La concurrence a, bien sûr, son importance. Mais en se focalisant sur elle, chercheurs, entreprises et consultants n’ont pas tenu compte de deux aspects importants de la stratégie – et bien plus lucratifs selon les auteurs. Le premier est de trouver et de développer des marchés là où la concurrence est faible ou nulle – les Océans bleus –, le second d’exploiter et de protéger ces Océans bleus. Ces défis sont très différents de ceux sur lesquels les experts en stratégie portent l’essentiel de leur attention.
Vers une stratégie Océan bleu
Quel genre de logique stratégique employer pour guider la création d’Océans bleus ? Afin de répondre à cette question, Kim et Mauborgne ont examiné un siècle de données sur la création d’Océans bleus pour y identifier des traits communs, notamment dans trois secteurs qui touchent de près au quotidien des gens : l’automobile (comment aller au travail), les ordinateurs (avec quoi travailler) et le cinéma (où se distraire après le travail). Ils ont ainsi mis en lumière que :
Les Océans bleus ne sont pas dus à l’innovation technologique : La création d’un Océan bleu fait parfois appel à une technologie de pointe, mais celle-ci n’est pas une caractéristique déterminante, même dans des secteurs particulièrement technologiques. Dans ces trois secteurs représentatifs, les Océans bleus sont rarement issus de l’innovation technologique en elle-même ; souvent, la technologie sous-jacente existait déjà . Même la chaîne d’assemblage révolutionnaire de Ford avait un précédent dans le secteur de l’abattage en Amérique. Comme ceux de l’industrie automobile, les Océans bleus de l’informatique ne sont pas nés de l’innovation technologique seule, mais d’un lien établi entre la technologie et ce qui comptait pour les acheteurs. Comme avec l’IBM 650 et le serveur PC Compaq, cela impliquait souvent de simplifier la technologie.
Les Océans bleus sont souvent créés par des acteurs établis – en général au sein même de leur cœur de métier :GM, les constructeurs japonais et Chrysler étaient déjà des acteurs établis quand ils ont créé des Océans bleus dans l’industrie automobile. Tout comme CTR et sa réincarnation, IBM, ainsi que Compaq dans l’informatique. Et l’on peut en dire autant des « palace theaters » et d’AMC dans l’industrie du spectacle. Parmi les entreprises répertoriées, seules Ford, Apple, Dell et Nickelodeon étaient de nouveaux entrants dans leur secteur ; les trois premiers étaient des start-ups, le quatrième était un acteur établi entrant dans un secteur nouveau pour lui. Cela suggère que les acteurs installés ne sont pas désavantagés. De plus, les Océans bleus créés par des acteurs installés se sont en général développés au sein de leur cœur de métier. En fait, la plupart des Océans bleus sont créés depuis l’intérieur même des Océans rouges des secteurs existants, et non au-delà . Ce qui remet en cause l’idée selon laquelle les nouveaux marchés se trouvent dans des eaux lointaines. Dans tous les secteurs, les Océans bleus sont juste à côté de vous.

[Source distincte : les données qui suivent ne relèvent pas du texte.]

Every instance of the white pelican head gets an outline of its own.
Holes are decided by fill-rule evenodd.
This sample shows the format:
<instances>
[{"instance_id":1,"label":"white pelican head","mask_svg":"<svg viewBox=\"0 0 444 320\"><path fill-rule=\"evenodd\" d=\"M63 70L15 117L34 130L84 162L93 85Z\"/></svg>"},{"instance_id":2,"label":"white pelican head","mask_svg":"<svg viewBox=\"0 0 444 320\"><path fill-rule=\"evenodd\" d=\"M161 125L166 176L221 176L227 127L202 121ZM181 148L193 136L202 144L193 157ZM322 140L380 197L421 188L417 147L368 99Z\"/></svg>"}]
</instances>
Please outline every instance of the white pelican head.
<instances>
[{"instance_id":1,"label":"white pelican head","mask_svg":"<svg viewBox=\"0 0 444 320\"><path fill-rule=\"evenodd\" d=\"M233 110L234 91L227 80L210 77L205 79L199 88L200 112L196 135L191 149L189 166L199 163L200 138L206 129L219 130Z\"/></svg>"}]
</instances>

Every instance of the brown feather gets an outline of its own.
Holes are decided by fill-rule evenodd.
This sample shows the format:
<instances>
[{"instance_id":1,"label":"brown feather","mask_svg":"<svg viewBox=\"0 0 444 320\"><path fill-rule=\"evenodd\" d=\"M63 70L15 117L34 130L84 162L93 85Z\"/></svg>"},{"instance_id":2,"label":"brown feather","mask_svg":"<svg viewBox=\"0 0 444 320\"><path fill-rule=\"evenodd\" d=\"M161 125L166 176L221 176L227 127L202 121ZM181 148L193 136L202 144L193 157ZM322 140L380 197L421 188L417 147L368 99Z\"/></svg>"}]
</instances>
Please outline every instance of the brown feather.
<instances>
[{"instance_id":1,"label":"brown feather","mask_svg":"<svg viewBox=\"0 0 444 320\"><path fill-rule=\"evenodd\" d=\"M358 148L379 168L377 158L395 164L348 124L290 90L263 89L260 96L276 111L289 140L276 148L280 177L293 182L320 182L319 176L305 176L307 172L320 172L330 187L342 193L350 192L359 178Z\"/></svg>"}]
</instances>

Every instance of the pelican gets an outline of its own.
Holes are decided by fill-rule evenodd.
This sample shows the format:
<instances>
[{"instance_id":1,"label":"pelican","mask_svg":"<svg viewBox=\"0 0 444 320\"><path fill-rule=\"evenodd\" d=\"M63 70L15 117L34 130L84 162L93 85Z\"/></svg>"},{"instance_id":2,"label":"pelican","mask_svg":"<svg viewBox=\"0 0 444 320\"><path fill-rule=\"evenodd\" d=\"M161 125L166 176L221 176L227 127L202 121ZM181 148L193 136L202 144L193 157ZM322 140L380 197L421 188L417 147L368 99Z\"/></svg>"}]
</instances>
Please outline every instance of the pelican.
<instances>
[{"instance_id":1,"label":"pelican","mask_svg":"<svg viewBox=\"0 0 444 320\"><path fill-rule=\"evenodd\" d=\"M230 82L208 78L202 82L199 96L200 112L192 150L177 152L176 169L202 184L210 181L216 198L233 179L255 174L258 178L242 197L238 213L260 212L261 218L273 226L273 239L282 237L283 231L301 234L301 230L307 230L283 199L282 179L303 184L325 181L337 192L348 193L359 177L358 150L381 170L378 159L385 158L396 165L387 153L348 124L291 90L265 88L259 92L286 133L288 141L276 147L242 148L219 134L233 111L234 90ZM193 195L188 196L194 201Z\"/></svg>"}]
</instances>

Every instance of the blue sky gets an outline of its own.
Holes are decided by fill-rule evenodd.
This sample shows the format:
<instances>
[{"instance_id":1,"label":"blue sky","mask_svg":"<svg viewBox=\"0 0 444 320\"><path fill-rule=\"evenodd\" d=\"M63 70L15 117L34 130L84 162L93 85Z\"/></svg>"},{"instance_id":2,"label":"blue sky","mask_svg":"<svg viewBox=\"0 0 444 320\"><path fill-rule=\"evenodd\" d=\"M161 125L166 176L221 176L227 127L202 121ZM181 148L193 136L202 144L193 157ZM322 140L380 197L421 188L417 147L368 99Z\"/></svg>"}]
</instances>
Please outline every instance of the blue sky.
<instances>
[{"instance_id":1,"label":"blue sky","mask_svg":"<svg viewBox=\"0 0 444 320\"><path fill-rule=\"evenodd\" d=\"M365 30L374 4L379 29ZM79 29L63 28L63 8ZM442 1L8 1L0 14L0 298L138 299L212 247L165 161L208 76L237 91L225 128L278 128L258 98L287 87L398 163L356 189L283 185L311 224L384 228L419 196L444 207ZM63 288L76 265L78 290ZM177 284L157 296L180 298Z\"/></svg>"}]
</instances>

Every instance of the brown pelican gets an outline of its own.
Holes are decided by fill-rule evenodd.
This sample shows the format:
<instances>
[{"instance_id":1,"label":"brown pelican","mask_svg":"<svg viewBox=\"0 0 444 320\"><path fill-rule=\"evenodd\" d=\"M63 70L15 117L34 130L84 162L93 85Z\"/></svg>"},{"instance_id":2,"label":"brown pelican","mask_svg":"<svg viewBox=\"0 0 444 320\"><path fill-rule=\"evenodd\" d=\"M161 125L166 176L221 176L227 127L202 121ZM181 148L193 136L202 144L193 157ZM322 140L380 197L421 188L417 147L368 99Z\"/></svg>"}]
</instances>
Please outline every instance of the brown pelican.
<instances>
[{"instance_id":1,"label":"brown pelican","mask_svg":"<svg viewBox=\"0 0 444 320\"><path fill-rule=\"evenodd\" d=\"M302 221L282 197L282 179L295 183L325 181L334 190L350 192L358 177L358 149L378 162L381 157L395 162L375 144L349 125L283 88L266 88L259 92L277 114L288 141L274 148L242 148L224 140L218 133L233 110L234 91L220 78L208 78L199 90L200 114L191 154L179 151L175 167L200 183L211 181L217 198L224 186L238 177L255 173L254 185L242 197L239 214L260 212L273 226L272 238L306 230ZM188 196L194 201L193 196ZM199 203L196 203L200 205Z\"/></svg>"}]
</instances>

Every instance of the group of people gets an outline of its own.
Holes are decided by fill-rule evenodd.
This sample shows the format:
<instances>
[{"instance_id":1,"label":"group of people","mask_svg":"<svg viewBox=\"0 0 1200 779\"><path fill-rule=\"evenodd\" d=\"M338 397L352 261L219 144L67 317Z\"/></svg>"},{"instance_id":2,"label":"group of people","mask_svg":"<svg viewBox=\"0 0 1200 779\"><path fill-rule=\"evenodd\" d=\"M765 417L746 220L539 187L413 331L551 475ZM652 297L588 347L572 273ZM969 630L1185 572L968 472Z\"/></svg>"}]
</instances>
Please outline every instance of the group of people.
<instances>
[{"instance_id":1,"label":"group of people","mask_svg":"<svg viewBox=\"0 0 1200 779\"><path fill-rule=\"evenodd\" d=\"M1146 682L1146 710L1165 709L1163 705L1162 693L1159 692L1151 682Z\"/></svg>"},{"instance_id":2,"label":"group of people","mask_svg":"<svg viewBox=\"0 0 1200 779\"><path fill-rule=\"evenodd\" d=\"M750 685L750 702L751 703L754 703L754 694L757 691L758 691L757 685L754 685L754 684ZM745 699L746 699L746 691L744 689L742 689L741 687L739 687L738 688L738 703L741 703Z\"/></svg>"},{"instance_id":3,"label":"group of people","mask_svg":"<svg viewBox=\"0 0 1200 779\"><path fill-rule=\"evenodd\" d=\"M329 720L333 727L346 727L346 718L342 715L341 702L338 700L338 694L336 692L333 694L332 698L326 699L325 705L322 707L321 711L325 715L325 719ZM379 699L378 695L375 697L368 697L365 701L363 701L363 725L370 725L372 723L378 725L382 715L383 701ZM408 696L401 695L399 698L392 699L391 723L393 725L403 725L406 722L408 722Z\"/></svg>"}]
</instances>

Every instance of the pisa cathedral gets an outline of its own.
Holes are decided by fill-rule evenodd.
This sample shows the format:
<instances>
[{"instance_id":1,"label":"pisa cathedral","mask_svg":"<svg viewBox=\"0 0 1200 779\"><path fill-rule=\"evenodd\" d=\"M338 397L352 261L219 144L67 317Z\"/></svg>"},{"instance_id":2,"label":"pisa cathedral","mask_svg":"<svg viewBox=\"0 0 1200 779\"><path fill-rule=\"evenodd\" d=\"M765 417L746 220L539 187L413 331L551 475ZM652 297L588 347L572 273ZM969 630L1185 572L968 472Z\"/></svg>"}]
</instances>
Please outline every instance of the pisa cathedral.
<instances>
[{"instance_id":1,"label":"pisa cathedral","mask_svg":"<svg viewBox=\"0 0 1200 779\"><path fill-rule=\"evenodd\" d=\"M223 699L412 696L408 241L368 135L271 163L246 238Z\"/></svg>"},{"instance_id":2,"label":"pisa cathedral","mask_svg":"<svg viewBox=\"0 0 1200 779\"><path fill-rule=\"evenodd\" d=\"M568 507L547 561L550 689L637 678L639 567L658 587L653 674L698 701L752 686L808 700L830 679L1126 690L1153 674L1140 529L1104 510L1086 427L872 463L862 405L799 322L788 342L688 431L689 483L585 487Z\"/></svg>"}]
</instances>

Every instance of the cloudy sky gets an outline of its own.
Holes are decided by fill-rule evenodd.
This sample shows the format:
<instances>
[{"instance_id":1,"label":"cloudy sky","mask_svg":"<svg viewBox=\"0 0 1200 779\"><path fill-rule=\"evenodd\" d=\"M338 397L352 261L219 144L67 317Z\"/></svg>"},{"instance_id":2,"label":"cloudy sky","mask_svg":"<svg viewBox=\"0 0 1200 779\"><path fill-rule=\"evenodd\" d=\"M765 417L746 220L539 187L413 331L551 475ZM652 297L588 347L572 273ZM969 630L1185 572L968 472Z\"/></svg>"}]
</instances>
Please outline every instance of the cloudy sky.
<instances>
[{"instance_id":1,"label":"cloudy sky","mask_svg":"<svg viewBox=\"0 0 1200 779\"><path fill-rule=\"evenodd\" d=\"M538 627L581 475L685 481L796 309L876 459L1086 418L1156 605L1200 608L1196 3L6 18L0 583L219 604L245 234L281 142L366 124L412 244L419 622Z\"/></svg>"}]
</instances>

L’entreprise et le secteur d’activité ne sont pas les bonnes unités d’analyse : Les unités traditionnelles de l’analyse stratégique – l’entreprise et le secteur d’activité – n’expliquent pas bien comment et pourquoi des Océans bleus sont créés. Aucune entreprise n’est constamment excellente ; une même entreprise peut être brillante à une époque et défaillante à une autre. Toute entreprise alterne progressions et régressions au fil du temps. De même, les secteurs ne sont pas perpétuellement excellents ; leur attractivité relative dépend en grande partie de la création d’Océans bleus en leur sein. L’unité d’analyse la plus appropriée pour expliquer la création d’Océans bleus est l’avancée stratégique – l’ensemble des actions et des décisions managériales qui concourent à l’élaboration d’une offre commerciale forte, capable de créer un marché. Nombreux sont ceux qui considèrent par exemple que Compaq a « échoué » parce qu’il a été racheté par Hewlett-Packard en 2001 et a cessé d’exister en tant qu’entreprise. Mais son sort ultime n’invalide en rien l’avancée stratégique habile qui a conduit à la création d’un marché pesant plusieurs milliards, celui des serveurs pour PC ; une avancée qui a été une des causes essentielles du puissant retour de l’entreprise dans les années 1990.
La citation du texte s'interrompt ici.